The person who right after Korea thought war was right around. the corner, and had a small number of savings bonds that he accumulated was at the point where he preferred, I think, to cash in those savings bonds and buy a refrigerator.

Senator DIRKSEN. You express a more hopeful note about the bank credit situation at the moment in your statement. Is that due in part, at the present time, to inventory liquidation, and when that is over what can we anticipate in the next few months?

Mr. MARTIN. Well, we just don't know. There has been some liquidation of inventories, but I don't think that it has been very important. However people are being more careful about the situation. We feel that the voluntary credit restraint program, with its education of both the borrower and the lender as to what we are trying to do together with other developments, including progress in placing defense orders is combining to put more sanity into the economic situation.

Senator DIRKSEN. Do you approve the provision in this bill relating to control of margins on commodity purchases?

Mr. MARTIN. Yes, I do.

Senator DIRKSEN. Do you think that that has any appreciable and direct effect upon the inflationary pressures that you referred to?

Mr. MARTIN. I do not think it has very much direct effect, but I think it is a psychological factor of considerable importance, wherever speculation is involved.

Senator DIRKSEN. In other words, from your experience in the equity field when you were president of the New York Stock Exchange, and the experience you must have had, I fancy, in the field of margin buying, you cannot see that control of margins as contemplated in the amendments now before us has an actual effect upon inflation?

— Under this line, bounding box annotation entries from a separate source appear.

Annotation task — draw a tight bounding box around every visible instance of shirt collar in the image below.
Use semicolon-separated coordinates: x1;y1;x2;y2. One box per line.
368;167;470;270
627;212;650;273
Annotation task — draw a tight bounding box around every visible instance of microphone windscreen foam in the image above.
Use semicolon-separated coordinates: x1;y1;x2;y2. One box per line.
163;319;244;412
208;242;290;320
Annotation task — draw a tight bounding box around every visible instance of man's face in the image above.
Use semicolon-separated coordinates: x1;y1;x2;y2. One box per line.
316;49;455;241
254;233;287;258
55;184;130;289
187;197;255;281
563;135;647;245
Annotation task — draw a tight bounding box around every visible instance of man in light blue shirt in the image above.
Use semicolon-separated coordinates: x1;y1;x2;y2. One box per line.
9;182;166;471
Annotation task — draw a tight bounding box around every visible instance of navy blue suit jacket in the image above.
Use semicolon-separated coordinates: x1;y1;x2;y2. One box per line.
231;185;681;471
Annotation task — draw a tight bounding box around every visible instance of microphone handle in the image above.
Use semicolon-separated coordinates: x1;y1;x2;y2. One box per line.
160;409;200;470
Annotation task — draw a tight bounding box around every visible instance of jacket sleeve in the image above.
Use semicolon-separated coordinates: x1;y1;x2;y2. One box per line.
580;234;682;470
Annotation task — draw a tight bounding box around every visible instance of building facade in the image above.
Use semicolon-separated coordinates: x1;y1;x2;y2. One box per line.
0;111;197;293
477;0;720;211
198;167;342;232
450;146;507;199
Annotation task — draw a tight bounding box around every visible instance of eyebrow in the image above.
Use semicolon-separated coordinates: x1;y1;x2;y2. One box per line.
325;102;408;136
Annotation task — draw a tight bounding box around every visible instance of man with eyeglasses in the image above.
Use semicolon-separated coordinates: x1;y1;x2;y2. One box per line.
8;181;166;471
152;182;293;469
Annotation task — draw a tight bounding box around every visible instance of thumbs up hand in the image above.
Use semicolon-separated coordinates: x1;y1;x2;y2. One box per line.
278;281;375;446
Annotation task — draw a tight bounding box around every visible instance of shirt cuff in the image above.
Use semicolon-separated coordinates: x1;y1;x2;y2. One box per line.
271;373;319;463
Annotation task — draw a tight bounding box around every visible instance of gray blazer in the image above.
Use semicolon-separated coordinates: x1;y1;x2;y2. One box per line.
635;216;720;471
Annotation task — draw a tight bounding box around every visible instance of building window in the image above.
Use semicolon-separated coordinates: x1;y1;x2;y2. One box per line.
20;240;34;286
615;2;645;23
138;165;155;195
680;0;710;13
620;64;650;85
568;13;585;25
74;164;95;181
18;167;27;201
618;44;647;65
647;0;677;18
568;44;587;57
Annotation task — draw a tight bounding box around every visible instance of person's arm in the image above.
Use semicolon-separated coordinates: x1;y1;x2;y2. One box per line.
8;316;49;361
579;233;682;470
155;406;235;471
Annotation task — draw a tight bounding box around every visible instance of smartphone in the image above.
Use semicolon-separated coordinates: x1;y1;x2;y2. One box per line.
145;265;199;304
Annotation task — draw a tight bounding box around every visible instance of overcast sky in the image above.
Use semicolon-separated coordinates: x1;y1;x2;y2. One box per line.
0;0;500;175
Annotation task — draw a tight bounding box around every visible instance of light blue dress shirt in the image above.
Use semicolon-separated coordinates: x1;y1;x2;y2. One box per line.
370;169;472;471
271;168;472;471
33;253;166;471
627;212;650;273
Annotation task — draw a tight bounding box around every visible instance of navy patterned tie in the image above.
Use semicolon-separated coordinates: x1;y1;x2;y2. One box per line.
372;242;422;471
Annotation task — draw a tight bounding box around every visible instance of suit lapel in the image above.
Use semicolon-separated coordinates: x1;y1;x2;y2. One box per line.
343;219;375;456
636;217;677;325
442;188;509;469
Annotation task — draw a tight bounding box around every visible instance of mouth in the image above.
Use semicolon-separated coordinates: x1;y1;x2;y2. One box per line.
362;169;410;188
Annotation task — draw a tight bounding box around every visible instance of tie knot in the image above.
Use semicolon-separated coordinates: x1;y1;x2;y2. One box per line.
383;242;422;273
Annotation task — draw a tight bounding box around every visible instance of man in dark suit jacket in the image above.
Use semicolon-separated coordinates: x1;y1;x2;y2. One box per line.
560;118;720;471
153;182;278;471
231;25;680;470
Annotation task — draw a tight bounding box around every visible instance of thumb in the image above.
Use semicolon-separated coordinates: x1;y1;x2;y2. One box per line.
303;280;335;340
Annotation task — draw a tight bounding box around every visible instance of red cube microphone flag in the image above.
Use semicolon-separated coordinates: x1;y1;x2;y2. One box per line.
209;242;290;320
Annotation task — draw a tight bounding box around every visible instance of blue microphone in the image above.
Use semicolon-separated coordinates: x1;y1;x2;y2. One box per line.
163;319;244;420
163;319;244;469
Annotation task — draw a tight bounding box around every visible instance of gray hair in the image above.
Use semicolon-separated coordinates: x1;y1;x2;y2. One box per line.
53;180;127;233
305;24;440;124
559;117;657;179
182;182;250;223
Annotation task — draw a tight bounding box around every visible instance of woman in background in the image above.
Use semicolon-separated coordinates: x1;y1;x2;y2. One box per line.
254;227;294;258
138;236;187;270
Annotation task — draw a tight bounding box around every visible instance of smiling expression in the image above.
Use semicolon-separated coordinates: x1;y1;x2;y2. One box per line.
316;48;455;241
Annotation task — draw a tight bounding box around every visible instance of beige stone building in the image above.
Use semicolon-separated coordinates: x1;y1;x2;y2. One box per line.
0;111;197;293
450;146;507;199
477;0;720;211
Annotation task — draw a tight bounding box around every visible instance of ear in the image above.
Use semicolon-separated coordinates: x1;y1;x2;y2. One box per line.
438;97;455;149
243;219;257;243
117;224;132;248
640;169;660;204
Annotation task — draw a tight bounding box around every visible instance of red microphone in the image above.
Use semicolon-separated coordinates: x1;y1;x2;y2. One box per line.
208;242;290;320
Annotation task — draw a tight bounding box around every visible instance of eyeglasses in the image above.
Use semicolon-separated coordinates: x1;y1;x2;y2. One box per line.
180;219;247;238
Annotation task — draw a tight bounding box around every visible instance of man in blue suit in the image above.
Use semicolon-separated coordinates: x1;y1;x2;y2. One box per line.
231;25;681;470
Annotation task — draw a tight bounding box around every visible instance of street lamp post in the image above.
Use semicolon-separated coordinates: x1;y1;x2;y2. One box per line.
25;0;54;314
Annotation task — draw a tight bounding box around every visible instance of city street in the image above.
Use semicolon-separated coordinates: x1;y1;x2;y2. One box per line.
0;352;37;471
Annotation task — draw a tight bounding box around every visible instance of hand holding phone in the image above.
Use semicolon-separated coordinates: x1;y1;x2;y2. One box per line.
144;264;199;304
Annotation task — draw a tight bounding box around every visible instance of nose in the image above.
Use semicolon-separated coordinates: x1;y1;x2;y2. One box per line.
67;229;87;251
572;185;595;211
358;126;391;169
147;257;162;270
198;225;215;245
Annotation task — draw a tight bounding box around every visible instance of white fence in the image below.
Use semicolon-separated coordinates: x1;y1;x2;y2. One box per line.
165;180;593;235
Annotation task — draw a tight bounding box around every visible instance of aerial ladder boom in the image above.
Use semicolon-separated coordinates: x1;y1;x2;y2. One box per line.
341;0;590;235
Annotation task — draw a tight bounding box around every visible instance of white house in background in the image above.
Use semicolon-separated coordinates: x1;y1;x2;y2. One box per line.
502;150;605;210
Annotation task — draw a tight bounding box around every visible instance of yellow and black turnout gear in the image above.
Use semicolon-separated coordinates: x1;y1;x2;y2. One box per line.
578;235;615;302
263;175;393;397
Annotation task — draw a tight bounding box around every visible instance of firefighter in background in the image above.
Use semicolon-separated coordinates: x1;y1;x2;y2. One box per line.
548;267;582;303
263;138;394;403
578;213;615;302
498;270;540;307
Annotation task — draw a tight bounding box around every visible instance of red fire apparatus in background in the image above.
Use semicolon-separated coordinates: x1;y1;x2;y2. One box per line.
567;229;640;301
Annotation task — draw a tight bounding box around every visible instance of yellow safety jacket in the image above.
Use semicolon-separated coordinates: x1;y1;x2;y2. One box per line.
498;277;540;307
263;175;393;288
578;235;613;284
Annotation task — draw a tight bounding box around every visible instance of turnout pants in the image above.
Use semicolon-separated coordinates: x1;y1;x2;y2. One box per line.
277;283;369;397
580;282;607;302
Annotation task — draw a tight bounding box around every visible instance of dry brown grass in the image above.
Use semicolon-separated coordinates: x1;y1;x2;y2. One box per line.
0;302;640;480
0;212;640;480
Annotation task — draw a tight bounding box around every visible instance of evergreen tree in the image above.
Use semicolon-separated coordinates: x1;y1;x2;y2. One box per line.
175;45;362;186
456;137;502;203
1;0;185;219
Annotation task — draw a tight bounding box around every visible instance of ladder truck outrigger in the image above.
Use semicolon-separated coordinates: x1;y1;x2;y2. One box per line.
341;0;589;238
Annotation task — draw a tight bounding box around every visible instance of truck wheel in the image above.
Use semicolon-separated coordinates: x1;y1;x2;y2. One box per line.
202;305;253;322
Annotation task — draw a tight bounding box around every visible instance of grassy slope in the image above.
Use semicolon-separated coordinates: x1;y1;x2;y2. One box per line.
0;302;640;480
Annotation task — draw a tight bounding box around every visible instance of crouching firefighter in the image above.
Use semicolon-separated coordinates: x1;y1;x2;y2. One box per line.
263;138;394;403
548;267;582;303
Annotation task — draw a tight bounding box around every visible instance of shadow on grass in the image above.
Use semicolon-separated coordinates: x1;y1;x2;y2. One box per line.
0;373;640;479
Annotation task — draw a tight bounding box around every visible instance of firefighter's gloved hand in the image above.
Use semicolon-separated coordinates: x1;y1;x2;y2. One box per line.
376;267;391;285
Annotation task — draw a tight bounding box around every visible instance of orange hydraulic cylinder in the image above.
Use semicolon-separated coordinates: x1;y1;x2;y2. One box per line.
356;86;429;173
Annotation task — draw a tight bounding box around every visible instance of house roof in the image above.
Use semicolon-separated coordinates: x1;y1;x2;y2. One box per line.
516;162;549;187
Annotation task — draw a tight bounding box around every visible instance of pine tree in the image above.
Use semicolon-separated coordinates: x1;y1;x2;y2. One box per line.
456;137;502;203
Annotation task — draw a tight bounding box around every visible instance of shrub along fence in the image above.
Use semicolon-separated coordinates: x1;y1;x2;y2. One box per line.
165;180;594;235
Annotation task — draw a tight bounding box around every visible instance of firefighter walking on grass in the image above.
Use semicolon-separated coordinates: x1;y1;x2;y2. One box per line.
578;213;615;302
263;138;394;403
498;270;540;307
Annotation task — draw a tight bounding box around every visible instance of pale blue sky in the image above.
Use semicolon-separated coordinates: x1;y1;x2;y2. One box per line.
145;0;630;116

Mr. MARTIN. I think the tangible effect is limited. The psychological effect is real.

Senator DIRKSEN. You think that it has justification enough to include that kind of an additional control in this bill?

Mr. MARTIN. Under current conditions, when we have got to use all the weapons in the arsenal that we can command against inflation, I am inclined to think it is.

Senator DIRKSEN. Do you approve the suggestion that we employ subsidies for the purpose of a weapon in this field of inflation control? We went through that subsidy situation during World War II. There are subsidies in this bill to a limited extent, at least, and, depending on how you read the language, there might be more or less. We have some subsidy suggestions before us now in the bill, with the additional suggestions contained in the President's message which accompanied these amendments that additional legislation may be requested in the subsidy field. What is your candid opinion with respect to the em

ployment of subsidies and what would be the inflationary effect of using subsidies?

Mr. MARTIN. I just have to be honest with you and say I have not studied the subsidy provisions sufficiently to feel competent to pass on them. I am not trying to duck you there, but that is the real situation.

I think you have got to weigh a great many factors when you talk about subsidies, and I am perfectly honest in saying I do not like subsidies. It is a field, however, you have got to study from a great many angles before you pass judgment on it. I just have not had the time to work on the subject sufficiently, to feel competent to pass upon a general judgment on it.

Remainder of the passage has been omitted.